Huygens: the missing data

News@nature.com finds out where it went, and whether it matters.

Huygens' mission to Titan has worked almost perfectly.Huygens' mission to Titan has worked almost perfectly.© ESA/NASA/University of Arizona

The Huygens probe's mission to Titan has been universally hailed as a grand success. It has delivered stunning images of the moon's landscape and scientists are now poring over measurements of Titan's weather and soil. And yet it didn't all go exactly to plan. One aspect of the mission that hasn't been trumpeted quite so loudly is the fact that not all of Huygens' data actually arrived on Earth. So what happened to the rest of them? News@nature.com investigates.

Which data went missing?

Scientists on Huygens' imaging team only got half of the pictures they had hoped for during the descent. They expected to have more than 700 images from the 2.5-hour flight, and only got about 350. Data from the Doppler-shift experiment, which measured subtle changes in the wind speeds that Huygens experienced, was also lost.

What happened exactly?

As it fell towards Titan, Huygens transmitted a continuous stream of information to the Cassini mother ship passing overhead, which collected all the data before turning towards Earth to send it to the waiting scientists. The Huygens transmissions were sent on two channels that used slightly different microwave frequencies.

Most of the probe's data were duplicated on each channel, like two different radio stations broadcasting the same programme. "The information is so important you carry it twice, it's a redundant system," explains David Southwood, director of science for the European Space Agency (ESA), which built and operated the probe.

That redundancy saved the mission from failure. Cassini had two different receivers to collect the data from Huygens, and one of them did not work.

Why didn't the receiver work?

“There's no mystery why it didn't turn on. The command was never sent.”


Member of the Huygens imaging team

The Channel A receiver was simply not turned on during the mission. "There's no mystery why it didn't turn on," says one scientist on the imaging team, who was upset by the loss. "The command was never sent to switch it on."

Whose fault was it?

"That's an ESA responsibility," admits Southwood. Any instructions that need to be sent to the Cassini spacecraft are compiled as a series of software commands by mission scientists, and these are transmitted to the craft from the Jet Propulsion Laboratory in Pasadena, California. All commands relating to the Huygens probe were programmed by ESA.
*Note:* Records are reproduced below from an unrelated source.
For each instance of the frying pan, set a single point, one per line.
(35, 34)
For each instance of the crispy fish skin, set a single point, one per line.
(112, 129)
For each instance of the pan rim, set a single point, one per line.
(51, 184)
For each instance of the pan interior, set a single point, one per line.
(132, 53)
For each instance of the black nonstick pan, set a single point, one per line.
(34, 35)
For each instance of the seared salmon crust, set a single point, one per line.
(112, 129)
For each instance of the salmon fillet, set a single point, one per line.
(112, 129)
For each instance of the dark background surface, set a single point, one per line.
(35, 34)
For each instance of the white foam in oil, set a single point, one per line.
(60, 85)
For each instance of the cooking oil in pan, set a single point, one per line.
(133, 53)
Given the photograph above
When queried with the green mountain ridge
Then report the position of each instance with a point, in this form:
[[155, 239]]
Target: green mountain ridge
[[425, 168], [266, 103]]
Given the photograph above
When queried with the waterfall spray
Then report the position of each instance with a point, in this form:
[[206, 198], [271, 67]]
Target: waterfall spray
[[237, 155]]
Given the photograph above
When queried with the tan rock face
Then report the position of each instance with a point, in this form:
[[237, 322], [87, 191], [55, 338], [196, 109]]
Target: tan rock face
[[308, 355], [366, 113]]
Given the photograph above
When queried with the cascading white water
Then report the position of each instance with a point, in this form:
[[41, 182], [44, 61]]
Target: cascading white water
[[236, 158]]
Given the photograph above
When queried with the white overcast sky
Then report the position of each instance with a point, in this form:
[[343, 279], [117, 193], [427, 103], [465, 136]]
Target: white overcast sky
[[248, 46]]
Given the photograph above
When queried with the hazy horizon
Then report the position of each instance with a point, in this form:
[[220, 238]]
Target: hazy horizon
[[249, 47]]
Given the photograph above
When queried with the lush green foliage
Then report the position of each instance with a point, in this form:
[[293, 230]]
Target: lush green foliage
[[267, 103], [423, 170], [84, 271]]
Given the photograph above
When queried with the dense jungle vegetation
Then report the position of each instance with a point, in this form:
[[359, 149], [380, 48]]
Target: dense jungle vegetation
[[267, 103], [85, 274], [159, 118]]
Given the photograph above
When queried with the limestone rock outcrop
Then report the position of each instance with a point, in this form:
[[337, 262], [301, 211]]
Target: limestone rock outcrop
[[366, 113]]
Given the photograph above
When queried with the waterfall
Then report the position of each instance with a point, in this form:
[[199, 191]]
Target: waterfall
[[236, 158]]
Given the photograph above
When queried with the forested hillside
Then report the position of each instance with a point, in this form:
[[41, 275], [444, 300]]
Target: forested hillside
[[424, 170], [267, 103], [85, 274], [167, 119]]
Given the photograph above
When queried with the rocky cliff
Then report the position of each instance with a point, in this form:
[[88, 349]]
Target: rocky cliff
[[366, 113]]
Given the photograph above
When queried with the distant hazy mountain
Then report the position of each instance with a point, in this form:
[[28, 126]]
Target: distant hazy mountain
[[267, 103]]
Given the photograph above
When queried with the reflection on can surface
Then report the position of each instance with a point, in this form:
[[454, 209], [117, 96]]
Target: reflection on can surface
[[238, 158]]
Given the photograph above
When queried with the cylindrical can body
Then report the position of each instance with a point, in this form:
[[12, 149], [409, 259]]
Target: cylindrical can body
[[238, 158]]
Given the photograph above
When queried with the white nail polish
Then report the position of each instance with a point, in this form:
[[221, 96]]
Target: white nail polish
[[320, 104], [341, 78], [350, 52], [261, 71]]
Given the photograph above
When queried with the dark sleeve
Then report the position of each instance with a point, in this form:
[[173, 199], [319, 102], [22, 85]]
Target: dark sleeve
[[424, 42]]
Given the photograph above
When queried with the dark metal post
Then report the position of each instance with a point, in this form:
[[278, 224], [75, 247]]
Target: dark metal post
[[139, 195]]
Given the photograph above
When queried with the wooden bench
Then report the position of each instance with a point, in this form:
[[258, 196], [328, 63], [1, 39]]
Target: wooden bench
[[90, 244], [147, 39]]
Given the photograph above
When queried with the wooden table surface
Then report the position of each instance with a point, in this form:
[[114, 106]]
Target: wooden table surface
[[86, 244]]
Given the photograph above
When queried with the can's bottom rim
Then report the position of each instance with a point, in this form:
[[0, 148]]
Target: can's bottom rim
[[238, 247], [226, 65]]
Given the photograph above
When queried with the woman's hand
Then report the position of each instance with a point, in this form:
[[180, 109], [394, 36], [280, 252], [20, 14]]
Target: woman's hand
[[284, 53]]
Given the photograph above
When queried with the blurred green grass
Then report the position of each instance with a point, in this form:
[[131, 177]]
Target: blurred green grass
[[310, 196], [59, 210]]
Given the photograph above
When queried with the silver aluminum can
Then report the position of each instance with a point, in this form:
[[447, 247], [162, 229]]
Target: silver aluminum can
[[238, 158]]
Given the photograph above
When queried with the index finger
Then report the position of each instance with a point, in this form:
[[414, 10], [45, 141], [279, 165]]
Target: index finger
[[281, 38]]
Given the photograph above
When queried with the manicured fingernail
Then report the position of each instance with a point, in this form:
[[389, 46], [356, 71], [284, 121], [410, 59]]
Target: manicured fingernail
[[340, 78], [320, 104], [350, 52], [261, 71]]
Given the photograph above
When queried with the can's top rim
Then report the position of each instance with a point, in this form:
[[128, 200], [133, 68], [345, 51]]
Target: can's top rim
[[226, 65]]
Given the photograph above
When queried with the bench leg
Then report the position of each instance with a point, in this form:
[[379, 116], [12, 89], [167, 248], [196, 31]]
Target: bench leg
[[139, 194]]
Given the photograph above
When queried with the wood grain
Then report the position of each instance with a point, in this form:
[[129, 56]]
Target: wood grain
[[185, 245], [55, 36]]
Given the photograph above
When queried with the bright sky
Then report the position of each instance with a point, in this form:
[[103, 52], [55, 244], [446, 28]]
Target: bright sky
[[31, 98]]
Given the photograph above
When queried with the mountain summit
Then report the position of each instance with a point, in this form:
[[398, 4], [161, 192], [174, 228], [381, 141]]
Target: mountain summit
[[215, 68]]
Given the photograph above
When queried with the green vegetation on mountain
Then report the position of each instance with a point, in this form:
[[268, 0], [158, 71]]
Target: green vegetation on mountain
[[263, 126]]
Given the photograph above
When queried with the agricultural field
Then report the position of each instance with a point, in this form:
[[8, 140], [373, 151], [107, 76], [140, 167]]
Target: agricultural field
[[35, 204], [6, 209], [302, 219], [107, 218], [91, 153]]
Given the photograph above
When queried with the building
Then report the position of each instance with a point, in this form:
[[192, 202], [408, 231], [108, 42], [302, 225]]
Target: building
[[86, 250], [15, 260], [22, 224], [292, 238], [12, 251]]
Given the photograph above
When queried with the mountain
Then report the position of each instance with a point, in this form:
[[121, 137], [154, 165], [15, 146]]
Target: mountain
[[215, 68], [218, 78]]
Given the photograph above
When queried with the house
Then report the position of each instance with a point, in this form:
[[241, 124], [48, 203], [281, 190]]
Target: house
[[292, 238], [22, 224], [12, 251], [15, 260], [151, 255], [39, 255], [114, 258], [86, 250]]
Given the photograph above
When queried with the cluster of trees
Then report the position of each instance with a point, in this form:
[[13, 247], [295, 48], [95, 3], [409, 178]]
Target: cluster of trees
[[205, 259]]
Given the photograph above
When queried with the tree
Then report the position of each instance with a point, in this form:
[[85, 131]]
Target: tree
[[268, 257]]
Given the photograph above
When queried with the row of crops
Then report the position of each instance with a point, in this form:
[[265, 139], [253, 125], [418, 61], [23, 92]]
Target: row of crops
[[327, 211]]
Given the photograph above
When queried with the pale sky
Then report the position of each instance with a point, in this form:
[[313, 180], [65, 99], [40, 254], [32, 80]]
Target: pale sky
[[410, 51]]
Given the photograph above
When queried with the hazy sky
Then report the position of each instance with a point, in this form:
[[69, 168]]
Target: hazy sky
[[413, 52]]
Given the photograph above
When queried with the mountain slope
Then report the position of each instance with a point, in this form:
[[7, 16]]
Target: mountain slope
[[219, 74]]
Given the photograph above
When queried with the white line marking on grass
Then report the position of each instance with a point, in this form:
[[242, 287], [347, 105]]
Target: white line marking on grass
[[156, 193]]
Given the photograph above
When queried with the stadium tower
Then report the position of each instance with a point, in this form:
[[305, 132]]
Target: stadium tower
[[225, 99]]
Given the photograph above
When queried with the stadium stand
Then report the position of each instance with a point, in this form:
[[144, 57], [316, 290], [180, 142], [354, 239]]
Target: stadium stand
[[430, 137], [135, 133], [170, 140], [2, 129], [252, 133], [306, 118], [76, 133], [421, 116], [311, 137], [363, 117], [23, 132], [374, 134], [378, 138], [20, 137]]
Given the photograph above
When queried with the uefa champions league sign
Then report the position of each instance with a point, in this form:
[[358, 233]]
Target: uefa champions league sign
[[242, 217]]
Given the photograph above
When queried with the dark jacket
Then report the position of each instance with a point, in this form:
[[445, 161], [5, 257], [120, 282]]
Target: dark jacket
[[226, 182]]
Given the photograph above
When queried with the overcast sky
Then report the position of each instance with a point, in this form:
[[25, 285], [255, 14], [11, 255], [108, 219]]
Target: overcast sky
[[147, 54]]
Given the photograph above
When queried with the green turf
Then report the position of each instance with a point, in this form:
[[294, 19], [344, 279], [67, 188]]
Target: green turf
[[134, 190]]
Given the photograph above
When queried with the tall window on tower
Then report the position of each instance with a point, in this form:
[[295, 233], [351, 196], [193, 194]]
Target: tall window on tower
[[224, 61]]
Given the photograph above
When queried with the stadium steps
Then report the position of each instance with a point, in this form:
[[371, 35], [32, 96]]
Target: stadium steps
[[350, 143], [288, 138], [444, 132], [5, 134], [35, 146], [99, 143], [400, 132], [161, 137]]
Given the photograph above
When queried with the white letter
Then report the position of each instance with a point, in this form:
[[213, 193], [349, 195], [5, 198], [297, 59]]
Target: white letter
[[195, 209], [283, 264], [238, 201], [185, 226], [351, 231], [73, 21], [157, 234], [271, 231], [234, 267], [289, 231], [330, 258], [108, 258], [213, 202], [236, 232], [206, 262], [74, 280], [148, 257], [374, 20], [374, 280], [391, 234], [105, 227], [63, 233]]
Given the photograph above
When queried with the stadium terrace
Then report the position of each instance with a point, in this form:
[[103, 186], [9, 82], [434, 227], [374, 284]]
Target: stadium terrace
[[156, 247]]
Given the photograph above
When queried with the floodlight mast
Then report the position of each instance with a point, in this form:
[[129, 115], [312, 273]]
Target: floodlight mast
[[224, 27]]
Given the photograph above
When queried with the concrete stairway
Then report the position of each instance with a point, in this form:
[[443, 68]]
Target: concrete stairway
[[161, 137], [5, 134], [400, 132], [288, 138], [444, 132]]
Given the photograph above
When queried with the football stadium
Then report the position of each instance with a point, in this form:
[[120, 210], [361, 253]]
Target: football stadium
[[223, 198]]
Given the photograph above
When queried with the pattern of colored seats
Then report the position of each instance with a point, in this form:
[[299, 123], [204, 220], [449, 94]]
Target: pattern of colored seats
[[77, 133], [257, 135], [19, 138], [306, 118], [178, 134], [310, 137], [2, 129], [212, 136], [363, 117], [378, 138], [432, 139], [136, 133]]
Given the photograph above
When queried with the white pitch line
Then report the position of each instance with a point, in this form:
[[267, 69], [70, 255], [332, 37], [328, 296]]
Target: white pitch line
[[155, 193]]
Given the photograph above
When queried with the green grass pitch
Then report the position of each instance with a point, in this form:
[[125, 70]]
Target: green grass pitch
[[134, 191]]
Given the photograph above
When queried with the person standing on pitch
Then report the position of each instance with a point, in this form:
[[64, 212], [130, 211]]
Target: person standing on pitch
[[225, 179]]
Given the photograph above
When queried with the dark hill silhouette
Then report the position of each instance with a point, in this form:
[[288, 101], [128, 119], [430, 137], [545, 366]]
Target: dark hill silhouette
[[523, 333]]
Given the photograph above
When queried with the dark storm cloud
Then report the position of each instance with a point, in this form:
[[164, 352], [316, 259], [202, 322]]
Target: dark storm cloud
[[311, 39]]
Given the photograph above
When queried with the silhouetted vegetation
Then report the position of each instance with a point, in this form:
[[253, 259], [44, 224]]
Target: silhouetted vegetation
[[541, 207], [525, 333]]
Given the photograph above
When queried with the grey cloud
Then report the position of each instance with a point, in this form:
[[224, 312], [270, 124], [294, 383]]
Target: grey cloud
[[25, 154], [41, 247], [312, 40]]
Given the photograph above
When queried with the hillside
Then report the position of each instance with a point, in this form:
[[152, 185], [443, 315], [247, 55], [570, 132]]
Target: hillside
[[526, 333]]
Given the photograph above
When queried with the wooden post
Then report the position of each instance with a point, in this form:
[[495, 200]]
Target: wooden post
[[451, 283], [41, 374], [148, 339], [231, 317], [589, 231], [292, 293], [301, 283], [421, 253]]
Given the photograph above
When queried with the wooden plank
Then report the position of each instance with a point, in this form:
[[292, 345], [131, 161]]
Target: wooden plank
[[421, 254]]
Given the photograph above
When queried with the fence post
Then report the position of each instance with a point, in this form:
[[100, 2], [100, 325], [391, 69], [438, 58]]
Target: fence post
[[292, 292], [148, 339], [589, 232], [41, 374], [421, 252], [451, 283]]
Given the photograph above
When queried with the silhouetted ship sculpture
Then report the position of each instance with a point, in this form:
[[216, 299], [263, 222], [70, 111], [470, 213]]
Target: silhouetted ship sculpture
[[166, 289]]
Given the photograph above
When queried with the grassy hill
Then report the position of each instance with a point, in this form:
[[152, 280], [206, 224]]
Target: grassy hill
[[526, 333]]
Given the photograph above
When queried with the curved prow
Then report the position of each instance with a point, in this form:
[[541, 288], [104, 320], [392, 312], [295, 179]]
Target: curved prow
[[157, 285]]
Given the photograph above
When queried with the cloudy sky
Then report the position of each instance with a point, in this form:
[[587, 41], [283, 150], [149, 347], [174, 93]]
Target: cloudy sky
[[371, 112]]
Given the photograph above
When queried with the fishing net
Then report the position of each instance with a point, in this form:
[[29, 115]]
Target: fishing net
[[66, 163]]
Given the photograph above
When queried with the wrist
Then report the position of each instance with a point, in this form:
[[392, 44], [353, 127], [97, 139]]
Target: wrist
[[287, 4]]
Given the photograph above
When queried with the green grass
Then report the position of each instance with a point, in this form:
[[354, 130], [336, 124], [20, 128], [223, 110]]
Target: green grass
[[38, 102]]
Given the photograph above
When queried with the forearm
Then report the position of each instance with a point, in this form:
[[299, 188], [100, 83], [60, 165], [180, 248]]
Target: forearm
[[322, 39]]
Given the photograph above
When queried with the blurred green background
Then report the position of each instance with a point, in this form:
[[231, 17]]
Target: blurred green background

Southwood says it isn't important who omitted the crucial instruction, because the responsibility runs wider than that: the error should have been picked up during checks. ESA is now mounting an investigation into why the mistake was not spotted. "I'm extremely anxious to learn lessons from this," says Southwood.

Why were the pictures not duplicated like the rest of the data?

“They chose to fly without a parachute.”

David Southwood
Director of Science, ESA

The imaging team, based at the University of Arizona, Tucson, sacrificed the redundancy of the system in an attempt to get as much data as possible from Titan. Instead of sending the same pictures twice they interleaved them across both channels, with successive images being sent to alternating receivers on Cassini. If it had worked, they would have got 700 images.

"They chose to fly without a parachute," says Southwood. "But as a scientist, I would have done exactly the same." And because the pictures were alternated between the two channels, the scientists still have a continuous pictorial record of the descent.

What about the wind speed measurements?

The Doppler Wind Experiment was designed to calculate the direction and strength of Titan's winds, to find out more about the moon's weather and to precisely plot Huygens' trajectory and landing point.

As the probe fell away from Cassini, its microwave transmissions were 'stretched' slightly - Cassini would have picked up a lower frequency than Huygens actually sent. This tiny Doppler effect, similar to the changing tone of a police siren as it passes on the street, can be related directly to the probe's motion.

“"I'm extremely anxious to learn lessons from this.”

David Southwood
Director of Science, ESA

But the effect is so small that it can only be discerned if both transmitter and receiver operate at an extremely regular frequency. To achieve this stability, one of the two data transmitters was fitted with an ultra-stable oscillator (USO).

Weight constraints prevented both transmitters from being fitted with a USO. But this made the experiment dependent on a single channel - the channel that Cassini failed to pick up.

Fortunately, a network of radio telescopes on Earth picked up the signal from the ultra-stable transmitter directly. This should allow scientists to reconstruct the craft's flight path within the next two weeks, "although it will require a huge amount of number crunching," says Southwood.